Em uma das matérias há uma entrevista com um artista integrante do grupo, Guilherme Garrido, em que afirma que a iniciativa do projeto é dos artistas, que se associam temporariamente com instituições culturais (governamentais ou independentes), para obterem apoio financeiro e de logística. É enfatizado, no entanto, que a gestão, criação e elaboração do projeto é de autoria dos próprios artistas. Esse tipo de articulação evidencia uma modificação na forma de prática artística da dança, que reflete nossa contemporaneidade.
Num primeiro momento, segundo Joana Martins, produtora do primeiro encontro realizado pelo coletivo após a organização na web, o SKITE Sweet & Tender Porto 2008, o grupo surgiu como uma alternativa à descontinuidade que ocorre nos programas de residência artística oferecidos por festivais, em que um grupo tem a chance de trabalhar junto por um determinado período, normalmente num caráter de imersão criativa, e ao fim do programa cada um retorna para sua cidade ou país de origem. Num segundo momento, com a formação de uma entidade que atua como uma estrutura única para diversas estruturas individuais, a articulação do grupo no espaço virtual é um meio de manter ativo o intercâmbio criativo e o contato entre artistas que têm como prática de criação transitar por diferentes programas de oficinas e residências, além do fortalecimento de cada projeto individual, a partir de uma iniciativa de grupo.
Devido às facilidades de trânsito entre países e entre projetos, no contexto europeu, e também levando em consideração a quantidade de festivais de dança novos que não param de surgir, os artistas do S&T Collaborations, que vivenciaram juntos um processo de criação colaborativa, criaram um grupo que continuasse ativo mesmo após o fim do festival. O objetivo dos artistas ao criar esse grupo - e a partir desse grupo, experimentar novas formas de integração, como a Internet, por exemplo - era garantir que as parcerias não ficassem restritas a um contexto de tempo e espaço definidos. E ainda, criar espaço para novas estruturas de pesquisa, criação e difusão que estão emergindo por toda parte na Europa. Por isso, a opção de eleger uma página na Internet, que centraliza as informações sobre o grupo e funciona como uma estrutura “física”, num espaço virtual.
Presencial – Virtual – Presencial
Além dos eventos presenciais, como o SKITe/ S&TC 2008, o grupo existe como uma vitrine dos projetos produzidos individualmente, centralizados na Internet.

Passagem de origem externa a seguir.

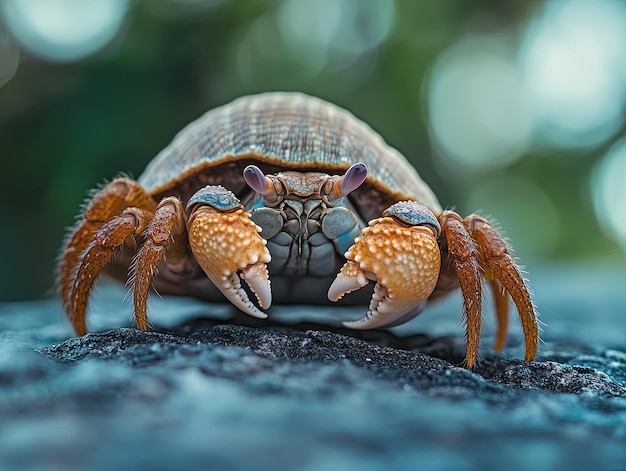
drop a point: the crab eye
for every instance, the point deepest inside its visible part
(353, 178)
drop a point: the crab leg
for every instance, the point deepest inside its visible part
(225, 241)
(402, 255)
(500, 268)
(463, 254)
(501, 303)
(97, 255)
(165, 234)
(107, 203)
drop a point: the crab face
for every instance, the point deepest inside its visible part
(302, 222)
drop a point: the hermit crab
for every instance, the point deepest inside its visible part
(288, 187)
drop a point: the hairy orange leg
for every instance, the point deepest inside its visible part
(166, 235)
(97, 255)
(501, 304)
(500, 267)
(463, 254)
(109, 202)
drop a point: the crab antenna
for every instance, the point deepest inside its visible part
(256, 179)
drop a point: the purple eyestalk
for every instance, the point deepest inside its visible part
(353, 178)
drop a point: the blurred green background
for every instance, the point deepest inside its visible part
(515, 108)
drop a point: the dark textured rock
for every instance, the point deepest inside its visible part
(199, 394)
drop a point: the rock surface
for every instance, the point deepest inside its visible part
(200, 394)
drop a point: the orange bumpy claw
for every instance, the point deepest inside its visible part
(225, 243)
(404, 261)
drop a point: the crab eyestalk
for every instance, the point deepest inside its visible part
(227, 245)
(401, 254)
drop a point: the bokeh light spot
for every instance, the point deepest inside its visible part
(479, 112)
(64, 30)
(608, 186)
(334, 32)
(524, 212)
(573, 58)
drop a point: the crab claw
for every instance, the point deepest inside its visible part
(227, 246)
(404, 260)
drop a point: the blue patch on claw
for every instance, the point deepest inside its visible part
(215, 196)
(413, 214)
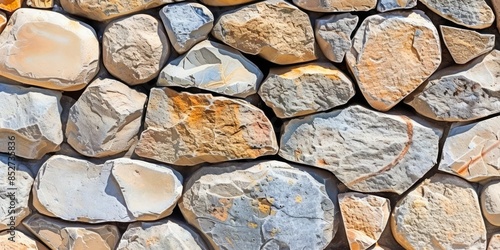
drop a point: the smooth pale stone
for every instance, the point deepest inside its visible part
(214, 67)
(465, 45)
(368, 151)
(61, 235)
(276, 30)
(333, 34)
(441, 213)
(461, 93)
(135, 48)
(305, 89)
(187, 129)
(47, 49)
(30, 116)
(412, 54)
(365, 217)
(261, 205)
(121, 190)
(106, 118)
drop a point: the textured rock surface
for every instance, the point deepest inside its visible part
(368, 151)
(276, 30)
(36, 37)
(106, 118)
(215, 67)
(441, 213)
(187, 129)
(135, 48)
(305, 89)
(386, 76)
(120, 190)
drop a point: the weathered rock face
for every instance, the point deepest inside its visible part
(441, 213)
(276, 30)
(386, 76)
(135, 48)
(259, 207)
(305, 89)
(461, 93)
(121, 190)
(38, 37)
(106, 118)
(187, 129)
(215, 67)
(368, 151)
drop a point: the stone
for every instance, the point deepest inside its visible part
(275, 30)
(461, 93)
(63, 235)
(34, 38)
(365, 217)
(188, 129)
(30, 121)
(186, 24)
(368, 151)
(333, 34)
(305, 89)
(214, 67)
(441, 213)
(106, 119)
(465, 45)
(259, 206)
(120, 190)
(135, 48)
(475, 14)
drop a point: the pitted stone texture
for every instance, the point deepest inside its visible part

Não há, portanto, uma administração centralizada, mas uma rede de colaboradores, que tem a responsabilidade de iniciar e produzir projetos, na intenção que haja uma direção artística que funcione como alternativa aos meios tradicionais de produção cultural. A associação com a plataforma cultural SKITe, da França, em dois eventos seguidos, garantiu ao grupo suporte para uma atuação autônoma em relação às instituições culturais tradicionais (governo, produtoras, festivais), além da integração com outras linguagens, pois tem como conceito-chave a interdisciplinaridade estética. O objetivo do SKITe, associado ao S&T Collaborations, é possibilitar encontros e viabilizar projetos que fomentam uma nova estética e novos modelos de criação.
O grupo foi criado a partir de uma experiência presencial, passou a ser centralizado num espaço virtual, e mantém um processo contínuo de articulações que gera produtos como o evento SKITe/ Sweet & Tender Porto 2008, também presencial. Esse pode ser visto como um exempo de como as chamadas novas tecnologias, ou tecnologias digitais de comunicação, afetam a criação artística contemporânea. O pesquisador Fernando Gonçalves, em seu texto sobre tecnologia e cultura (2009), discorre sobre como a arte e a tecnologia se afetam mutuamente, transformando a forma de interação entre as mesmas. Em uma passagem de seu texto, Gonçalves afirma que o próprio uso da tecnologia pela arte não está fadado ao instrumental. Assim,
"Não é por acaso que para alguns artistas cabe hoje pensar a própria relação entre arte e tecnologia para além de uma perspectiva instrumental (tecnologia como ferramenta estético-expressiva). O uso da tecnologia na arte hoje poderá compor, por exemplo, espaços de ação coletiva ou de criação colaborativa à distância, onde fica mais clara a noção de arte como prática social e de comunicação." (Gonçalves, p. 105, 2009)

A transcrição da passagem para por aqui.